Overcoming obstacles=gross motor
  1. Write down or think about your child's current goals.  Is it independent dressing?  Is it handwriting?
  2. Think about how you can help your child achieve their goals.  Brainstorm with your OT about activities   that would improve strength, coordination, endurance, motor planning, etc.  Ex.  Let's use independent dressing as an example throughout this post.  Activities that improve your child's body awareness, motor planning, sequencing, spatial awareness, and coordination will also improve their ability to dress themselves. 

    Body awareness can be improved by a variety of activities.  Perhaps your child could push the shopping cart?  Maybe they can help organize the books and carry them to the new location.  Maybe they can jump on a trampoline?  Perhaps hiking up a mountain would catch their interest?  Maybe they would like to decorate a life-sized outline of themselves?  Perhaps they can use a rough loofah to wash their body parts in the bath, while naming each body part.  Virtually any activity that increases sensory information to their bodies and helps them feel their body will help improve body awareness. 

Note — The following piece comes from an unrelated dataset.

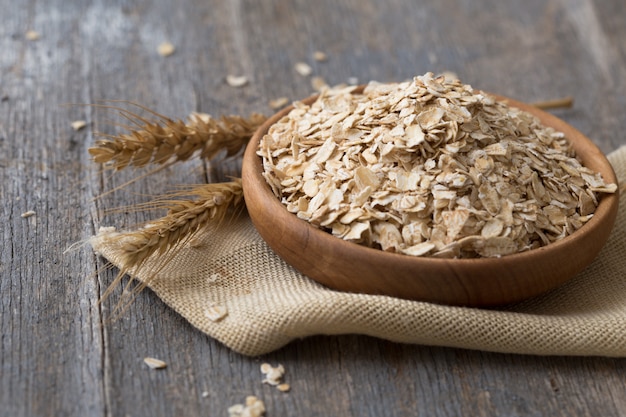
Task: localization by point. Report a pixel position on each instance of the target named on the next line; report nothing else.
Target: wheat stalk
(165, 235)
(184, 218)
(164, 139)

  3. When possible go outside.  Something about being outside gets everyone moving.  There are things to see and things to explore.  It naturally gets us moving and it is the best and easiest form of therapy.   
  5. When possible, let your child do things as independently as possible. 

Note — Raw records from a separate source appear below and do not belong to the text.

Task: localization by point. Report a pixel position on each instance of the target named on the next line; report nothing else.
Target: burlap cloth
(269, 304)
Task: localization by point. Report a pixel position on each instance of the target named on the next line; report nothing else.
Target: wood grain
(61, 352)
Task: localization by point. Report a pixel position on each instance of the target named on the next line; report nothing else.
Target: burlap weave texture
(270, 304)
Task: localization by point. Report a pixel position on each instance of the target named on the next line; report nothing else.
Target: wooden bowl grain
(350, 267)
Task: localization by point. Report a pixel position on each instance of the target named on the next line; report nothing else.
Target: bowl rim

    For some, this may be pushing their arms through the  shirt, pulling their shirt down in the front, wriggling their leg through the pant hole, and pulling up the sock the rest of the way.  It may take 15-30 minutes to dress, instead of 5, but you can consider it a chunk of therapy time.

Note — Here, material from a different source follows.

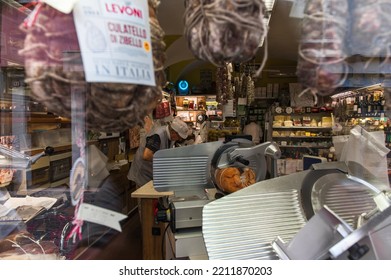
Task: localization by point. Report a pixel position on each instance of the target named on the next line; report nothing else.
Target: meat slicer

  7. Start slow.  Work with your therapist to figure out which area would be most fruitful to start: dressing, exercise, play, standing, or therapeutic techniques.  Start with one area, practice until it feels like a habit ( usually 25 days), then add another.  Over time you'll start to think like a therapist and it'll feel more natural.
  9. It's okay of you need to take a break now and then.  If your child has special needs, this is a long term investment.  It won't hurt to take a short vacation.  Besides, your child needs you to stay healthy and happy.  Taking care of yourself is part of the package.  Yeah, it's hard not to feel guilty, but you really need the occasional break.  You deserve it!
  11. If you start to feel burned out, change activities or focus on a different aspect of therapy.  I'm currently taking a break from the Masgutova Method, but focusing on feeding and language.  I just needed a break after 16 months! 
  13. Everything therapeutic should feel like play!  Play is the medium by which children learn.  So tap into your inner child, what gets you excited?  What makes you giggle uncontrollably?  If you're not at least smiling, than you're probably not having fun.  If you're not having fun, you're probably not playing. 
    Try to find common interests with your child and play together.  This will take some of the stress off your shoulders and you'll both have fun. 

  14. Share the joy with others.  Don't be the only one responsible for therapy with your child.  Get the rest of the family involved, this includes any interested extended family and friends who are interested!  Therapy may help the other family members bond with your child.  They may feel like they don't know what to do with your angel.  Show them.  Inclusion starts at home. 
  15. Re-evaluate how things are going at least once a month and make adjustments as needed.  Write down what progress you see your child making.  Discuss it with your family, friends, therapists, and doctors.  Celebrate the successes, no matter how tiny.  It will help you stay sane and happy for the road ahead.
Swing time=vestibular therapy

Honestly, it's not easy.  Sometimes, I wonder how long I can keep this up.  Yet I keep focused on the big picture.  Helping my son become independent will make him happy, but it will also make things easier down the line.  It's hard to focus on the big picture when exhaustion begs us to stop, but it's the big picture that motivates us to keep going.  Right?  All we want is our children to be happy, functioning at their potential, and included in the community that surrounds us.  The effort we put in now, will make that dream a reality in the future.